How do fast NAT2 variants impact Isoniazid metabolism, efficacy, and toxicity?
Fast acetylators are more prone to fail treatment as the body is rapidly inactivating the drug to be excreted. In order to TX to be effective, more of this drug should be given to the person.
What is unique about the phase 2 metabolism enzyme UGT1A1?
It is the sole enzyme responsible for the breakdown of bilirubin.
How does atazanavir interact with UGT1A1?
Atanzanir, an HIV protease inhibitor, actually inhibits UGT1A1 which will increase plasma bilirubin levels.
How do extensive metabolizers for UGT1A1 impact those prescribed Atazanavir?
It does not impact them much as the Atazanavir will not shut off all function.
How do poor metabolizers for UGT1A1 impact those prescribed Atazanavir?
Additional suppression of UGT1A1 by Atazanavir can drive bilirubin concentrations high enough to cause bilirubin related disorders like jaundice.
What are ABC transporters?
One of the major superfamilies of transporters. This is an ATP dependent EFFLUX transporter. They can go against concentration gradients.

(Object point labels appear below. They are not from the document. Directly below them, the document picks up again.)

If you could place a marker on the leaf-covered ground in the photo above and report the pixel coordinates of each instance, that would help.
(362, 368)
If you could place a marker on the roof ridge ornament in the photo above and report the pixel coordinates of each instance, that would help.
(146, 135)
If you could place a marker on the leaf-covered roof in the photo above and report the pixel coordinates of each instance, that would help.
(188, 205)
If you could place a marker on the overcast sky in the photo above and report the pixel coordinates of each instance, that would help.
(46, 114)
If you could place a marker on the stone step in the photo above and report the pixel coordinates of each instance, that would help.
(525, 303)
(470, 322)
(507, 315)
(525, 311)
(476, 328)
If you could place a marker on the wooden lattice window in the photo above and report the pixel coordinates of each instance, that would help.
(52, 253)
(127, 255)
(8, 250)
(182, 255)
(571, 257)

What are SLC transporters?
One of the major superfamilies of transporters. It can be both active and passive transport and is the major INFLUX transporter (some can act as efflux though).
What are the 3 types of SLC transporters?

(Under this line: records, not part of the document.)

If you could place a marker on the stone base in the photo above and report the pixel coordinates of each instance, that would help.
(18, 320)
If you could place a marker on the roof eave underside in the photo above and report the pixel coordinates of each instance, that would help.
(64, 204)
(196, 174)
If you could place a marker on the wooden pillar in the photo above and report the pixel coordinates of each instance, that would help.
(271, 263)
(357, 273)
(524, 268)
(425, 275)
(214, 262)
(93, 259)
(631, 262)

- Membrane channels- large proteins that function as pores
- Facilitative transporters- facilitated diffusion that follows the concentration gradient
- Secondary active transporters- similar to facilitated diffusion but has two substances binding. It can be symport or antiport.
What are the characteristics of SLCO1B1 (OATP1B1)?

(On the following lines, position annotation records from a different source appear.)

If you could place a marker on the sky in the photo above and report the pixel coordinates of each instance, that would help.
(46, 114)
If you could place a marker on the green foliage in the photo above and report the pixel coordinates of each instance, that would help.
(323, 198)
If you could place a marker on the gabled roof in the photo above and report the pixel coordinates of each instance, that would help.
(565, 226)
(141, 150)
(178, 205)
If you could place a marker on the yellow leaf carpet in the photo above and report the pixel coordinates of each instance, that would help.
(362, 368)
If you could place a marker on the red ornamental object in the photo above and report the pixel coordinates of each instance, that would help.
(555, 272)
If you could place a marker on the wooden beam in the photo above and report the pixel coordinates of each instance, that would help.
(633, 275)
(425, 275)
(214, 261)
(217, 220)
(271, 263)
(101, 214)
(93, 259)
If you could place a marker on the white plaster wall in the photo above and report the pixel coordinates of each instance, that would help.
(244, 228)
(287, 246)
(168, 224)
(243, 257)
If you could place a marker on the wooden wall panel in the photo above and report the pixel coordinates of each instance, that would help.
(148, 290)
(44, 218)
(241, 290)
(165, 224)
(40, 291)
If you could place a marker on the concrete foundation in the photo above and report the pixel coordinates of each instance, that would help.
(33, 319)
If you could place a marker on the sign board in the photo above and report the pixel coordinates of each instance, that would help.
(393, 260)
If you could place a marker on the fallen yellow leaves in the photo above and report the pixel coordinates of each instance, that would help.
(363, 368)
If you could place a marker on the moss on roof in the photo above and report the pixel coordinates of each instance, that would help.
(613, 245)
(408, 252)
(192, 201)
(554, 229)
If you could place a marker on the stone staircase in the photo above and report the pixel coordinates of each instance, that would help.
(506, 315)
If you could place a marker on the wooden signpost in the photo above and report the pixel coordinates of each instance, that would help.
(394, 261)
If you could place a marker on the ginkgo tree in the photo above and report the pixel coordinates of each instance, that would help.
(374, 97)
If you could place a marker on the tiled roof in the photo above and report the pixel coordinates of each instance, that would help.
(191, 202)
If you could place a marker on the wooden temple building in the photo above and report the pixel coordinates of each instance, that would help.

It is an organic anion transporter that functions in influx that is mainly expressed in hepatocytes. It transporters compounds from the blood into the liver.
How do common variants in SLCO1B1 impact its functional effect?
Variations that change the function of this transporter will reduce the transport function.
What is unique about the *5 allele for SLCO1B1?
With the *5 allele, there is a decrease in the number of transporters on the cell surface which inhibits their ability to transport substances into hepatocytes.
What is the MOA of statin drugs?
Statins are used to treat primary hypercholesterolemia. It inhibits the production of endogenous cholesterol production by inhibiting HMG-CoA reductase.
How is the TCA drug amitriptyline metabolized?
Amitriptyline itself is active and it selective for serotonergic neurons. It can be converted to another active molecule called nortriptyline by CYP2C19 which is more selective for NE neurons. Amitriptyline can also be converted to inactive by CYP2D6.
What does vismodegib target in the SHH signaling pathway?
Vismodegib is a SMO antagonist that stops the constant cellular proliferation signalling of Sonic Hedgehog Pathway. This works in cells that have their mutation at the PTCH1 site which would normally negative feedback and stop SMO.